Abstract:Personalized Federated Learning (PFL) aims to acquire customized models for each client without disclosing raw data by leveraging the collective knowledge of distributed clients. However, the data collected in real-world scenarios is likely to follow a long-tailed distribution. For example, in the medical domain, it is more common for the number of general health notes to be much larger than those specifically relatedto certain diseases. The presence of long-tailed data can significantly degrade the performance of PFL models. Additionally, due to the diverse environments in which each client operates, data heterogeneity is also a classic challenge in federated learning. In this paper, we explore the joint problem of global long-tailed distribution and data heterogeneity in PFL and propose a method called Expert Collaborative Learning (ECL) to tackle this problem.
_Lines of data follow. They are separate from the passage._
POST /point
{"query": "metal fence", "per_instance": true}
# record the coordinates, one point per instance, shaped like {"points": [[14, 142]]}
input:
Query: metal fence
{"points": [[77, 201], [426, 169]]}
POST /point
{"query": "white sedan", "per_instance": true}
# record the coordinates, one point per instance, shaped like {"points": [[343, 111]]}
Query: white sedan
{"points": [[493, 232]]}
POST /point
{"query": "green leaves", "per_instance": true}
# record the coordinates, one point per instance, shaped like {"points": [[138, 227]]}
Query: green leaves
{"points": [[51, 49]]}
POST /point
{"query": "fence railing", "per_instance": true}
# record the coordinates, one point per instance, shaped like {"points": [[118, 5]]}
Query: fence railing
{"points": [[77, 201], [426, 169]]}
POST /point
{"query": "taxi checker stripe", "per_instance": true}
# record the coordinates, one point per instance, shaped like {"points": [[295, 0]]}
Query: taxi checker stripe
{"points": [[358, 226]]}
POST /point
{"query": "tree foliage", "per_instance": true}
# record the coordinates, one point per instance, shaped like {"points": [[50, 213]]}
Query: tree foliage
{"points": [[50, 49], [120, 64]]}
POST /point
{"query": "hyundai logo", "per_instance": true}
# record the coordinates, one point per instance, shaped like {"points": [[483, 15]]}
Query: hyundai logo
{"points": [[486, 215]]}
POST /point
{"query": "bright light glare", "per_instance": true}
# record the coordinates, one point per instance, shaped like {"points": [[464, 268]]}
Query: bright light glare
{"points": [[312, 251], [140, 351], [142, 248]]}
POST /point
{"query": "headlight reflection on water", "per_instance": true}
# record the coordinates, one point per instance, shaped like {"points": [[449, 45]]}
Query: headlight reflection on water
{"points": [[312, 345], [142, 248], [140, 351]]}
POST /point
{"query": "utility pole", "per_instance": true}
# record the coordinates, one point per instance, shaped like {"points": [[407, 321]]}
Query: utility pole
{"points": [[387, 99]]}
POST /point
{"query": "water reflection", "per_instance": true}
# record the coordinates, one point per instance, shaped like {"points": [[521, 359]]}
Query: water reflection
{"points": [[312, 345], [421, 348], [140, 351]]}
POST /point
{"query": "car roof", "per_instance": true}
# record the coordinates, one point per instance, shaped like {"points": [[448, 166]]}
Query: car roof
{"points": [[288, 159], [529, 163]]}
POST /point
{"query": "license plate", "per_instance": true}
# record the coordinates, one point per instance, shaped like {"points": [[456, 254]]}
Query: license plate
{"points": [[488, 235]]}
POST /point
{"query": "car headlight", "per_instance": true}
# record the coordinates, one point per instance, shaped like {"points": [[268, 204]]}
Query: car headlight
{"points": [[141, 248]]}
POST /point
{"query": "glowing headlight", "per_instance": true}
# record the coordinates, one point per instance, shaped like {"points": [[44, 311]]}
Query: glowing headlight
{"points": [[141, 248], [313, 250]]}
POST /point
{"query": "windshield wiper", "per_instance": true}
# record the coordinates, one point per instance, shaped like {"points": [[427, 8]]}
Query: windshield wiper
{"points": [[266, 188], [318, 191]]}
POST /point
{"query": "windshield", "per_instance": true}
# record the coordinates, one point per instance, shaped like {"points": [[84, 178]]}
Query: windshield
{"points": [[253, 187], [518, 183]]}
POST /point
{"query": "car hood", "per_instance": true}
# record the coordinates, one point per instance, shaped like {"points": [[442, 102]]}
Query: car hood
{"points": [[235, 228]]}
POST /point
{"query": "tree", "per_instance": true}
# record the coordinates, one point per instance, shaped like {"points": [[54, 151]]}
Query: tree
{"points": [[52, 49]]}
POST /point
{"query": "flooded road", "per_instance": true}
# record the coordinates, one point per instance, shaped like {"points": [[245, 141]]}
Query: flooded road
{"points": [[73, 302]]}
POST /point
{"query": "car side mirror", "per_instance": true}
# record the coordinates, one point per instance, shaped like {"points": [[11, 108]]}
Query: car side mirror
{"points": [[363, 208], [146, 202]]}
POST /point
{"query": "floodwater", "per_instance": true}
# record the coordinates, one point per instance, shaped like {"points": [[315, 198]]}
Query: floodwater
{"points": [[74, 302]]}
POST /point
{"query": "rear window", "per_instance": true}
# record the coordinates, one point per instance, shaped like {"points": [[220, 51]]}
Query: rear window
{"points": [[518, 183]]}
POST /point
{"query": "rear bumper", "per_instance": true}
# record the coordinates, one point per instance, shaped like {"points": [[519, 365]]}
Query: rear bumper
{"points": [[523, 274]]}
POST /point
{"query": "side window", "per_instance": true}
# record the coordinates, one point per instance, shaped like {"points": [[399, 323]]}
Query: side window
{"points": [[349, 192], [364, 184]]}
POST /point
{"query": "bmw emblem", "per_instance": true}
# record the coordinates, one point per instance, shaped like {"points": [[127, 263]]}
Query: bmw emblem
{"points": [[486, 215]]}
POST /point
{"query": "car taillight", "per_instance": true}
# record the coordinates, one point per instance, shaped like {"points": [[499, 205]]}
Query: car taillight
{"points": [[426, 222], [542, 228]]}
Specifically, each client has multiple experts, and each expert has a different training subset, which ensures that each class, especially the minority classes, receives sufficient training. Multiple experts collaborate synergistically to produce the final prediction output. Without special bells and whistles, the vanilla ECL outperforms other state-of-the-art PFL methods on several benchmark datasets under different degrees of data heterogeneity and long-tailed distribution.